Not a sulcata. Was he found in an area of the country that naturally has desert tortoises?


----------



## ZEROPILOT (Aug 8, 2019)

Desert tortoise
It may be illegal to possess.
I'm not sure of your local laws.


----------



## Concha's Mom (Aug 8, 2019)

Cowboy_Ken said:


> Not a sulcata. Was he found in an area of the country that naturally has desert tortoises?


Yes, he was found in Las Vegas. Do you think maybe a desert tortoise?


----------



## ZEROPILOT (Aug 8, 2019)

Concha's Mom said:


> Yes, he was found in Las Vegas. Do you think maybe a desert tortoise?


Itd be best to release him back near where you found him.


----------



## Concha's Mom (Aug 8, 2019)

THANK YOU FOR ALL HOUR HELP!!


----------



## Concha's Mom (Aug 8, 2019)

ZEROPILOT said:


> Itd be best to release him back near where you found him.


He was in a neighborhood where there are lot of dogs and cats. He's smaller than the palm of your hand and was starving. I will tell her to put him in a more barren area. THANKS AGAIN!!


----------



## Concha's Mom (Aug 8, 2019)

ZEROPILOT said:


> Desert tortoise
> It may be illegal to possess.
> I'm not sure of your local laws.


I know for a fact it is illegal in Nevada. She is returning it further away from the neighborhood.


----------



## Lyn W (Aug 9, 2019)

Hopefully she'll find somewhere safe with some vegetation around for cover and food.
Maybe give it a soak in lukewarm water and a good feed before it goes.


----------



## C. Nelson (Aug 10, 2019)

Concha's Mom said:


> Yes, he was found in Las Vegas. Do you think maybe a desert tortoise?



Vegas has lots of desert tortoises. They are protected and no one can build where they are until they have been moved.


----------



## William Lee Kohler (Aug 12, 2019)

Concha's Mom said:


> Hello everyone,
> 
> This guy/gal was strolling my cousins front yard yesterday.
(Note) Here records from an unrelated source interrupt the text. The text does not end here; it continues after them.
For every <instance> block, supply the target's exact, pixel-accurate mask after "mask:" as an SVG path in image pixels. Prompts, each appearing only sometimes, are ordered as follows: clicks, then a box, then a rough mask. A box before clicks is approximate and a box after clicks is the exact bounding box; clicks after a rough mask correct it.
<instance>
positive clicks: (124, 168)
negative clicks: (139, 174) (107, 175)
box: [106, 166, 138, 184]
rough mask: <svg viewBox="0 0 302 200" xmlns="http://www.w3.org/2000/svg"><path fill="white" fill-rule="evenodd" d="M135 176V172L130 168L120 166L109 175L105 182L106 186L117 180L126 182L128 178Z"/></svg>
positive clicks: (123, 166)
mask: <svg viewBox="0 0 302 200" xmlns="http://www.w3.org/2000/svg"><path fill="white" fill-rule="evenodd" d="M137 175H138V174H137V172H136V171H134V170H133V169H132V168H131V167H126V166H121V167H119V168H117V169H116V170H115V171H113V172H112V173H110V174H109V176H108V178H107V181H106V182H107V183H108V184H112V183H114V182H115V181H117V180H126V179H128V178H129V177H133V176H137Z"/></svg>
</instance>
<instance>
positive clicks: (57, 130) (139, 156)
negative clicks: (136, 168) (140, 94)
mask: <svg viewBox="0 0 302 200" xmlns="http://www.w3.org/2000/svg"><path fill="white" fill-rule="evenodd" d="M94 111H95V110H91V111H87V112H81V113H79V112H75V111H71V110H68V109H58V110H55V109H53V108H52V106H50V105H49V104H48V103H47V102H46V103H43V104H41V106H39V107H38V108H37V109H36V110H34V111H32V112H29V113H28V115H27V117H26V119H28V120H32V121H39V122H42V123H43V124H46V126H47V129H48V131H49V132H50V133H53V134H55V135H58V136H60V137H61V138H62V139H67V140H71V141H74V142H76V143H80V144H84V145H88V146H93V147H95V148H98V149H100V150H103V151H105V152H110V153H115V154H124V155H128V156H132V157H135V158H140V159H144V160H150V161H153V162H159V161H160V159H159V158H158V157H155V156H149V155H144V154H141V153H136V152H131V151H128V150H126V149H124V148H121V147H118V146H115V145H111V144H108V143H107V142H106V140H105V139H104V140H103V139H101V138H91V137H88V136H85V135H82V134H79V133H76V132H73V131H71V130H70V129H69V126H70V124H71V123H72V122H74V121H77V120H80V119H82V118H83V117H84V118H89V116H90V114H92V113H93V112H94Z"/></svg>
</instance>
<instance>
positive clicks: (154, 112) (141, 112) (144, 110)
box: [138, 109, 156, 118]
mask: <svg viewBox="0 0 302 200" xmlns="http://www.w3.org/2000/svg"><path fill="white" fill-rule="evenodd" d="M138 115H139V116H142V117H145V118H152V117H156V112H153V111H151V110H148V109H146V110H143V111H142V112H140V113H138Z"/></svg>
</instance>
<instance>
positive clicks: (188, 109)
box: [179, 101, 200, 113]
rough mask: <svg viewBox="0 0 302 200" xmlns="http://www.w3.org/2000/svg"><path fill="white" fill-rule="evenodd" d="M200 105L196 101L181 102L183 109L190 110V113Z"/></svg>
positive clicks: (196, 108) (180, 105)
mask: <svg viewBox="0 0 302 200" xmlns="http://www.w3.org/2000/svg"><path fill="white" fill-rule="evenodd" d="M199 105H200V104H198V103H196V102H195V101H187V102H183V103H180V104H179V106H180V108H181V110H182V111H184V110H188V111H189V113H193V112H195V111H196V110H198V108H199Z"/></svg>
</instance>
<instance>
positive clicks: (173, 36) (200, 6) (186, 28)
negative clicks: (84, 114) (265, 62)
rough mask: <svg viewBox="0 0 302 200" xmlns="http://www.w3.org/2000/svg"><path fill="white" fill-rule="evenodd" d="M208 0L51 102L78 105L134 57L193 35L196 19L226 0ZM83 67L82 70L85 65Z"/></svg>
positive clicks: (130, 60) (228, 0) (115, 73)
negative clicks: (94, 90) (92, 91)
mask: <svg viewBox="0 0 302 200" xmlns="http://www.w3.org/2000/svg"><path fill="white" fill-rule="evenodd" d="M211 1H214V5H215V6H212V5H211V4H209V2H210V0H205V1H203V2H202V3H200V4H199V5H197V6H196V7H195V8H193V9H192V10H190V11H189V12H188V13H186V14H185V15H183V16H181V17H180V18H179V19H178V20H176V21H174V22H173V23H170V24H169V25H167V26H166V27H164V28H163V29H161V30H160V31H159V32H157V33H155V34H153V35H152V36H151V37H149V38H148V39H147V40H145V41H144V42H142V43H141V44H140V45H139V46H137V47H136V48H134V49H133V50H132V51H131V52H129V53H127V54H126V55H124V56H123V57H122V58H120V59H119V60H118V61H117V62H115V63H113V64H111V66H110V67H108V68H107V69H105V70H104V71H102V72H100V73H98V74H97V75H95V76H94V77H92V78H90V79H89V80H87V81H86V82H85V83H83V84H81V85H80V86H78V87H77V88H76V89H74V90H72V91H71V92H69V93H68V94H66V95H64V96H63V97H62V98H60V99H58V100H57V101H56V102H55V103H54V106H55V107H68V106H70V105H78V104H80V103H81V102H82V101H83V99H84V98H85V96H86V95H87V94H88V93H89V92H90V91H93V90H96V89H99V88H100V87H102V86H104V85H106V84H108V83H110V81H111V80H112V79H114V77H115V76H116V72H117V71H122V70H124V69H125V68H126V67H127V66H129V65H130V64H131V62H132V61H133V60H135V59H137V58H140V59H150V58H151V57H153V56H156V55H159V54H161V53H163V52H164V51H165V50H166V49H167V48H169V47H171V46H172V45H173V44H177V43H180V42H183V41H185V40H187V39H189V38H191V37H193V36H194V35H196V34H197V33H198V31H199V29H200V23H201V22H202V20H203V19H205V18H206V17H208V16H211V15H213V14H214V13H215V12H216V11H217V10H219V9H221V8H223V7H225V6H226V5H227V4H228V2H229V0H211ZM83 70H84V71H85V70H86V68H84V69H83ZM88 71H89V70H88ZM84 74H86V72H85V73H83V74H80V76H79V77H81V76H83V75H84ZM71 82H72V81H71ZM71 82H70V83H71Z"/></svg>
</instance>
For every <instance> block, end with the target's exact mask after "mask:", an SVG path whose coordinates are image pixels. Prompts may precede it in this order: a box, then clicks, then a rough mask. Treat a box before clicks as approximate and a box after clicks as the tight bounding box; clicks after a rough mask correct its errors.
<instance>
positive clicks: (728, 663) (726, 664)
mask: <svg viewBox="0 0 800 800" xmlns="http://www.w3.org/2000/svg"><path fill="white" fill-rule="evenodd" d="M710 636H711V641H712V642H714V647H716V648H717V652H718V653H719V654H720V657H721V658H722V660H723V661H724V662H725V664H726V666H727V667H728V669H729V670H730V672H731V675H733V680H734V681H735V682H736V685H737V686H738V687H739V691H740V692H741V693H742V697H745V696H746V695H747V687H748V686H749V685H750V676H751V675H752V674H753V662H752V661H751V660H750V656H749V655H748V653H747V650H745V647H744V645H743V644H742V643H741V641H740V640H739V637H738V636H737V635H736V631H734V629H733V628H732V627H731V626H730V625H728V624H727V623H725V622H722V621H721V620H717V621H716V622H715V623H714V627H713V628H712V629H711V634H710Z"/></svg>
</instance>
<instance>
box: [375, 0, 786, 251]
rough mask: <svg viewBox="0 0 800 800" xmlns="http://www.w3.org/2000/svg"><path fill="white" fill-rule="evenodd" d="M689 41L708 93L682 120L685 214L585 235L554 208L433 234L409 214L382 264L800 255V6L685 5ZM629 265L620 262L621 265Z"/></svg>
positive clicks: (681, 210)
The carapace looks like a sulcata. We need to know what species so she can care for it properly.
> 
> View attachment 278111



Possibly a Berlandiers tortoise? Better pictures top and bottom indeed.


----------



## TammyJ (Aug 13, 2019)

Berlandiers Tortoise? Is that a type of desert tortoise?


----------



## Yvonne G (Aug 13, 2019)

TammyJ said:


> Berlandiers Tortoise? Is that a type of desert tortoise?


Texas desert tortoise, but it's not.


----------



## William Lee Kohler (Aug 14, 2019)

Did some searching and decided Berlandiers not native to that area but neither is agasizzi. Wonder what kind this is?

Need more pictures please. Many could ID with good pics.


----------